With a relatively short follow-up of 6 months, it is difficult to comment on late complications and the potential for any difference manifesting between the two groups after more extended data collection. One patient in the limbal-based group developed endophthalmitis after 2 years of follow-up; however, as follow-up in our series is limited, interpretation of this isolated finding is impossible.

One criticism of this study is that it is retrospective; however, the use of serial consecutive cases to compare the two techniques of conjunctival flap formation should eliminate bias with regard to selection criteria and choice of operation for each case. A further concern is that there were some patients included in the data analysis who had both eyes operated upon, thus potentially resulting in some degree of bias due to the presence of nonindependent samples. It is also important to acknowledge that there may have been other subtle alterations to technique, such as increased attention to detail of wound closure with the change in surgical approach that may have had some effect on postoperative course.

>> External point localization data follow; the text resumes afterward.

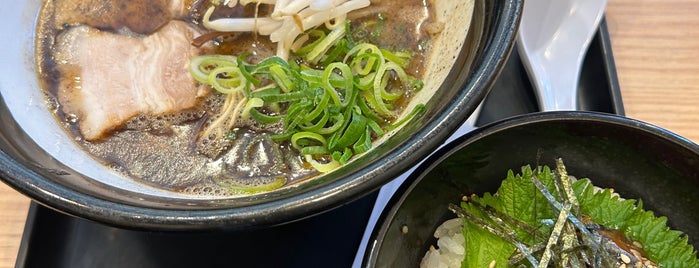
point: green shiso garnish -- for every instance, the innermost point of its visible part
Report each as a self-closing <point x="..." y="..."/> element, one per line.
<point x="519" y="225"/>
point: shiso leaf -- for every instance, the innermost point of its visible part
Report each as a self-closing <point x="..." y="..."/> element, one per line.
<point x="482" y="247"/>
<point x="517" y="197"/>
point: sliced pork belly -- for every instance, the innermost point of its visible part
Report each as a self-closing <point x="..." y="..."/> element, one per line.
<point x="139" y="16"/>
<point x="109" y="78"/>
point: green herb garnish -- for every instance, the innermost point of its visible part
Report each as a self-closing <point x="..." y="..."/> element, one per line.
<point x="333" y="98"/>
<point x="542" y="218"/>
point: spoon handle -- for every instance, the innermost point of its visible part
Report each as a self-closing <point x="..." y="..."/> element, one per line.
<point x="553" y="40"/>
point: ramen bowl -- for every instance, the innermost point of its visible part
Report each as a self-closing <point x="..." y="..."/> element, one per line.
<point x="636" y="159"/>
<point x="40" y="160"/>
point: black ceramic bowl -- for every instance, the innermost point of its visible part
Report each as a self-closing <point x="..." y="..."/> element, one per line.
<point x="28" y="166"/>
<point x="638" y="160"/>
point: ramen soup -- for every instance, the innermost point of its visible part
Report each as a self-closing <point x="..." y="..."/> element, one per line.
<point x="213" y="99"/>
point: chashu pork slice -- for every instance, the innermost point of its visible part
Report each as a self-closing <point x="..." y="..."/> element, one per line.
<point x="108" y="78"/>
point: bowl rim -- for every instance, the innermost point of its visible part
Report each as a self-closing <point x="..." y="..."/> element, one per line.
<point x="331" y="195"/>
<point x="383" y="222"/>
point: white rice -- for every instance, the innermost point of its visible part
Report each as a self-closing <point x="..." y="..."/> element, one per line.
<point x="450" y="246"/>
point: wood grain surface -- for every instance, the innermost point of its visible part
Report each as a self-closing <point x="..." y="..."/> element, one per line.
<point x="656" y="49"/>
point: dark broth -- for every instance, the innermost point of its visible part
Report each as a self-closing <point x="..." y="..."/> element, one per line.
<point x="161" y="150"/>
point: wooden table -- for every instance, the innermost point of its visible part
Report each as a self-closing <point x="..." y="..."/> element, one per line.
<point x="656" y="49"/>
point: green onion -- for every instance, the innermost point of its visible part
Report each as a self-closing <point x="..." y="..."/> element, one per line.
<point x="331" y="106"/>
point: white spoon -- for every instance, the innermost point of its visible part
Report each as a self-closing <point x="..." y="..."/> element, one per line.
<point x="553" y="39"/>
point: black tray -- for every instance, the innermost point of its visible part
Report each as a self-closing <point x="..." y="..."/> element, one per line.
<point x="52" y="239"/>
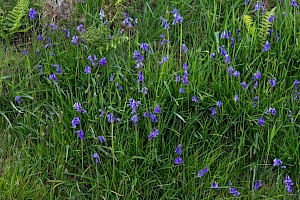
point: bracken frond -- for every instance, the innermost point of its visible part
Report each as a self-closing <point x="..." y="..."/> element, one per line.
<point x="98" y="37"/>
<point x="249" y="24"/>
<point x="12" y="23"/>
<point x="265" y="25"/>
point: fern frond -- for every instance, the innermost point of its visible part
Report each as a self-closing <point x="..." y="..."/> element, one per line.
<point x="249" y="24"/>
<point x="12" y="23"/>
<point x="265" y="25"/>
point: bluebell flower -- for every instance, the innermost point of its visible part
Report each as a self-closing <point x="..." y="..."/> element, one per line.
<point x="40" y="37"/>
<point x="257" y="185"/>
<point x="277" y="162"/>
<point x="67" y="32"/>
<point x="96" y="157"/>
<point x="135" y="119"/>
<point x="144" y="90"/>
<point x="77" y="106"/>
<point x="178" y="161"/>
<point x="133" y="104"/>
<point x="177" y="78"/>
<point x="267" y="46"/>
<point x="288" y="183"/>
<point x="236" y="98"/>
<point x="227" y="59"/>
<point x="185" y="80"/>
<point x="244" y="85"/>
<point x="153" y="134"/>
<point x="234" y="191"/>
<point x="213" y="111"/>
<point x="157" y="110"/>
<point x="18" y="99"/>
<point x="80" y="28"/>
<point x="75" y="40"/>
<point x="41" y="68"/>
<point x="138" y="56"/>
<point x="164" y="59"/>
<point x="127" y="21"/>
<point x="178" y="149"/>
<point x="230" y="70"/>
<point x="278" y="37"/>
<point x="164" y="23"/>
<point x="53" y="77"/>
<point x="153" y="117"/>
<point x="58" y="68"/>
<point x="102" y="112"/>
<point x="75" y="122"/>
<point x="195" y="99"/>
<point x="294" y="4"/>
<point x="184" y="48"/>
<point x="261" y="121"/>
<point x="257" y="76"/>
<point x="140" y="77"/>
<point x="224" y="35"/>
<point x="213" y="55"/>
<point x="88" y="70"/>
<point x="215" y="185"/>
<point x="101" y="14"/>
<point x="271" y="110"/>
<point x="111" y="78"/>
<point x="80" y="134"/>
<point x="144" y="46"/>
<point x="236" y="74"/>
<point x="223" y="50"/>
<point x="103" y="61"/>
<point x="271" y="18"/>
<point x="272" y="82"/>
<point x="146" y="114"/>
<point x="177" y="17"/>
<point x="296" y="84"/>
<point x="101" y="138"/>
<point x="110" y="118"/>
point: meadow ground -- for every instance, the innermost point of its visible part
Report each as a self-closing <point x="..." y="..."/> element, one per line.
<point x="151" y="100"/>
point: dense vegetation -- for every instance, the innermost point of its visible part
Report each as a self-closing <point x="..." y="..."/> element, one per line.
<point x="150" y="100"/>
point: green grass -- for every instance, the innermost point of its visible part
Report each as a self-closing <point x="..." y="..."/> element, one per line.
<point x="41" y="155"/>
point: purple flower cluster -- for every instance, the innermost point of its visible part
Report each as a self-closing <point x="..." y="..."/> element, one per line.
<point x="202" y="172"/>
<point x="153" y="134"/>
<point x="259" y="6"/>
<point x="271" y="110"/>
<point x="32" y="14"/>
<point x="233" y="191"/>
<point x="177" y="17"/>
<point x="178" y="160"/>
<point x="288" y="183"/>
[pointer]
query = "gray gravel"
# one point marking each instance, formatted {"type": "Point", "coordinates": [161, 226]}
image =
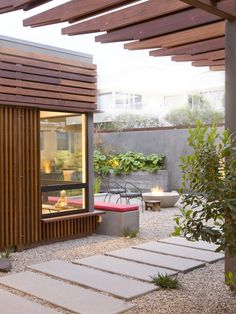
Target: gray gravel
{"type": "Point", "coordinates": [202, 291]}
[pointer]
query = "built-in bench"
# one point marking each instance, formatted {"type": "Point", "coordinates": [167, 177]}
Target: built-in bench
{"type": "Point", "coordinates": [117, 216]}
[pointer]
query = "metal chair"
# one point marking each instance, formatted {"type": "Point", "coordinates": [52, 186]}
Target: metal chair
{"type": "Point", "coordinates": [112, 188]}
{"type": "Point", "coordinates": [131, 191]}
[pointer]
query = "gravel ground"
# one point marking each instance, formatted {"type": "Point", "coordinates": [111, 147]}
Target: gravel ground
{"type": "Point", "coordinates": [202, 291]}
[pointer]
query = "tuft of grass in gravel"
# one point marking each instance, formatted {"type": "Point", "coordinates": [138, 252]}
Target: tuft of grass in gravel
{"type": "Point", "coordinates": [127, 233]}
{"type": "Point", "coordinates": [166, 281]}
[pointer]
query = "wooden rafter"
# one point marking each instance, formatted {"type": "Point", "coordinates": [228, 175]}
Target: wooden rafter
{"type": "Point", "coordinates": [206, 63]}
{"type": "Point", "coordinates": [160, 26]}
{"type": "Point", "coordinates": [193, 48]}
{"type": "Point", "coordinates": [189, 30]}
{"type": "Point", "coordinates": [180, 38]}
{"type": "Point", "coordinates": [128, 16]}
{"type": "Point", "coordinates": [12, 5]}
{"type": "Point", "coordinates": [225, 9]}
{"type": "Point", "coordinates": [73, 11]}
{"type": "Point", "coordinates": [213, 55]}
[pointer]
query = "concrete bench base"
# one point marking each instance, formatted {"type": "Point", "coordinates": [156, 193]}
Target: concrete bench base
{"type": "Point", "coordinates": [113, 223]}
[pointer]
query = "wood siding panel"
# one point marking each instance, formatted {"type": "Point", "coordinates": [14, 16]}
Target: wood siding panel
{"type": "Point", "coordinates": [20, 205]}
{"type": "Point", "coordinates": [45, 82]}
{"type": "Point", "coordinates": [68, 227]}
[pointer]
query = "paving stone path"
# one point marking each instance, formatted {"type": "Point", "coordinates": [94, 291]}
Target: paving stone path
{"type": "Point", "coordinates": [102, 284]}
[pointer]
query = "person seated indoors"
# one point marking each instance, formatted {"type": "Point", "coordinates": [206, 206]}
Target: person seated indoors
{"type": "Point", "coordinates": [63, 200]}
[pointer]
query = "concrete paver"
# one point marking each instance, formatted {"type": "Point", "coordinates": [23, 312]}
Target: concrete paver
{"type": "Point", "coordinates": [123, 267]}
{"type": "Point", "coordinates": [65, 295]}
{"type": "Point", "coordinates": [157, 259]}
{"type": "Point", "coordinates": [203, 245]}
{"type": "Point", "coordinates": [114, 284]}
{"type": "Point", "coordinates": [187, 252]}
{"type": "Point", "coordinates": [15, 304]}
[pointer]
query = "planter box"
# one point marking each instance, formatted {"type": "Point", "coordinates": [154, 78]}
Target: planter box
{"type": "Point", "coordinates": [143, 180]}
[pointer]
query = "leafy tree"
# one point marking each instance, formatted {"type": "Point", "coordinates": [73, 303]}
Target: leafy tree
{"type": "Point", "coordinates": [197, 109]}
{"type": "Point", "coordinates": [209, 174]}
{"type": "Point", "coordinates": [129, 121]}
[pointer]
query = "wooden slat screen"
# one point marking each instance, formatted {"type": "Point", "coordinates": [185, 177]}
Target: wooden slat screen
{"type": "Point", "coordinates": [66, 228]}
{"type": "Point", "coordinates": [20, 201]}
{"type": "Point", "coordinates": [43, 81]}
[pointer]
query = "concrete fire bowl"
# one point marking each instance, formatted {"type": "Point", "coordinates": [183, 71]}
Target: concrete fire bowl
{"type": "Point", "coordinates": [167, 199]}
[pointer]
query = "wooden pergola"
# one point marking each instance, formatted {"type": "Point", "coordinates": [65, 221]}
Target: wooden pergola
{"type": "Point", "coordinates": [200, 31]}
{"type": "Point", "coordinates": [187, 30]}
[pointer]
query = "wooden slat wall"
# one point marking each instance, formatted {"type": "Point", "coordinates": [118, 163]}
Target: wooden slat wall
{"type": "Point", "coordinates": [68, 228]}
{"type": "Point", "coordinates": [20, 201]}
{"type": "Point", "coordinates": [42, 81]}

In conclusion, it appears that in this study trabeculectomy with MMC augmentation is a safe and effective procedure for reduction of IOP and visual rehabilitation whether a fornix- or limbal-based conjunctival flap is utilised. There may, however, be a greater risk of excessive drainage with subsequent hypotonous complications when surgery is undertaken by a limbal-based procedure. Fornix-based surgery may be technically easier; however, equivalent results between the two study groups suggest that individual surgeon's comfort is a key factor in dictating as to which method is adopted.